There's probably nothing that screams 'Montreal' more than a leather wine rack that straps onto your bike. Montreal-based company Oopsmark is the pioneering maker of these clever racks and other items they call "tools for urban living," and they've recently moved into a new studio space in one of the city's creative hubs.
To expand, they will also be establishing a coworking space, set to be officially launched in the new year. In the meantime, as their coworking space sits empty, they are now offering to let people come in and work in the space for free until the new year, in exchange for some non-perishable food donations that will be given to one of the city's largest food banks, Moisson Montréal.
When asked about why they wanted to give back to the community this way, founder and former environmental engineer Jesse Herbert explains:
Until the space is officially launched, it's just sitting here and we wanted to have something fun with it. Our first choice was to trade free co-working space for non-perishable food items over the Christmas season. People get to be productive, we get the word out and people get food. It's a no brainer and everybody wins.
In a recent interview with CBC Radio, Hebert also noted that clients of food banks aren't necessarily faceless strangers, but possibly someone you know: a neighbour, a relative, a student. In an uncertain economy with food prices rising sharply, more and more people and their families are suffering from food insecurity and turning to food banks for help.

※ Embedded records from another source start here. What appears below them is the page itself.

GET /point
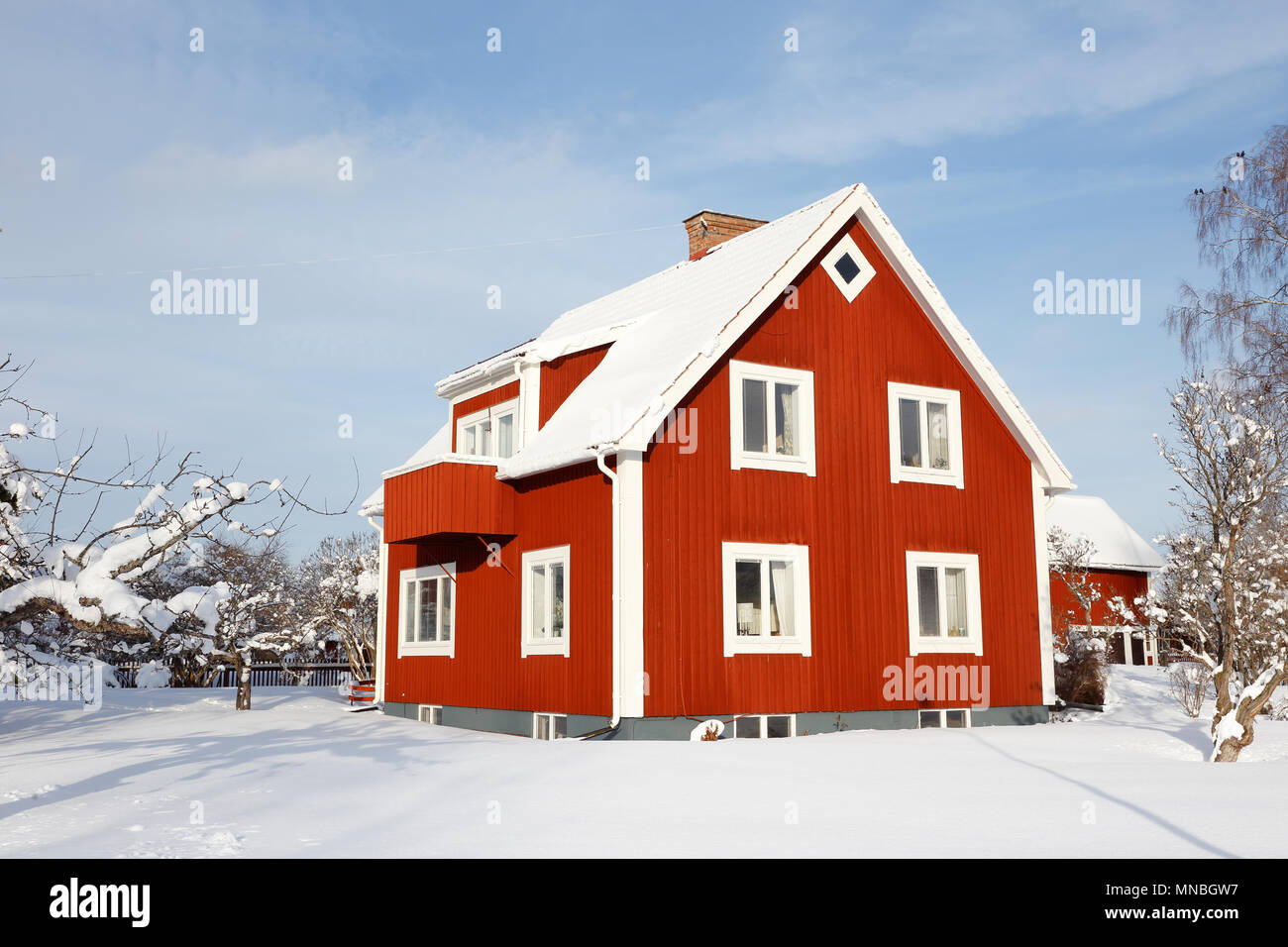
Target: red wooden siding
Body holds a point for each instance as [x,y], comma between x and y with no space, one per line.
[559,376]
[449,497]
[855,522]
[478,402]
[571,506]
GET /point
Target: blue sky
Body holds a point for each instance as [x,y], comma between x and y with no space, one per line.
[1057,159]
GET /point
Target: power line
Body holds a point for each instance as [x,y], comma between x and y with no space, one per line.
[340,260]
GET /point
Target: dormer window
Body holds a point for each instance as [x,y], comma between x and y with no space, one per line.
[772,418]
[926,436]
[849,268]
[488,433]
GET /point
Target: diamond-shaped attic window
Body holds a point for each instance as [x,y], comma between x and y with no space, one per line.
[849,268]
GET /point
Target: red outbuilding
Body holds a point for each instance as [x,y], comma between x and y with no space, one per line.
[777,484]
[1120,566]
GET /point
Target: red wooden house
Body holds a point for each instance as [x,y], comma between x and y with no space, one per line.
[777,484]
[1121,565]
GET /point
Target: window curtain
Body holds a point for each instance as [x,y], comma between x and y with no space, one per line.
[782,598]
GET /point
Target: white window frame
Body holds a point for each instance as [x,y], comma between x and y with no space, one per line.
[771,373]
[489,414]
[445,574]
[732,727]
[956,474]
[552,718]
[765,644]
[943,644]
[850,290]
[943,718]
[531,646]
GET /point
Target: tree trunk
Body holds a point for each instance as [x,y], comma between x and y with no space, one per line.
[243,668]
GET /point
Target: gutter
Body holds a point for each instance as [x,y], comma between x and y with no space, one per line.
[603,451]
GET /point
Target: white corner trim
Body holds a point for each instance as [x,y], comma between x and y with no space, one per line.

A space for different kinds of 'working postures'Coworking spaces have matured during the last few years, as more and more are popping up in major cities like New York, Los Angeles, Madrid and elsewhere. An increasing number are offering perks like gaming areas, climbing walls and gyms to attract young workers who don't want to just sit and stare at a computer all day.
Similarly, in addition to its leather-making studio, Oopsmark's 1,700 square feet of space will host a variety of furniture that will support different "working postures": there will be "squatting desks", adjustable standing desks, couches, mobile desks, stools and they will even have a recumbent bicycle desk next year. In addition, there's a kitchen, a mini-gym, a living room, dining table, and an indoor hydroponic system for growing local plants up the walls. Take a tour of their space, which has a great view:
It's a great concept, combining the collaborative working ideal with doing a bit of social good to support the community's most vulnerable -- something that more co-working spaces would do well to engage in. Coworking spaces can not only be a place to go and work, but possibly designed like "intentional communities". Next year, when the Oopsmark coworking space officially launches, there will be 8 individual coworking stations, available to rent for CDN $375 per month, as well as drop-in options. The aim is to establish a great synergy, Herbert explains:
It's inspiring to work around people who are focused and passionate about what they do. Our hope is that by creating this innovative and healthy work environment, we can attract creative professions who value a dynamic, intimate and productive environment.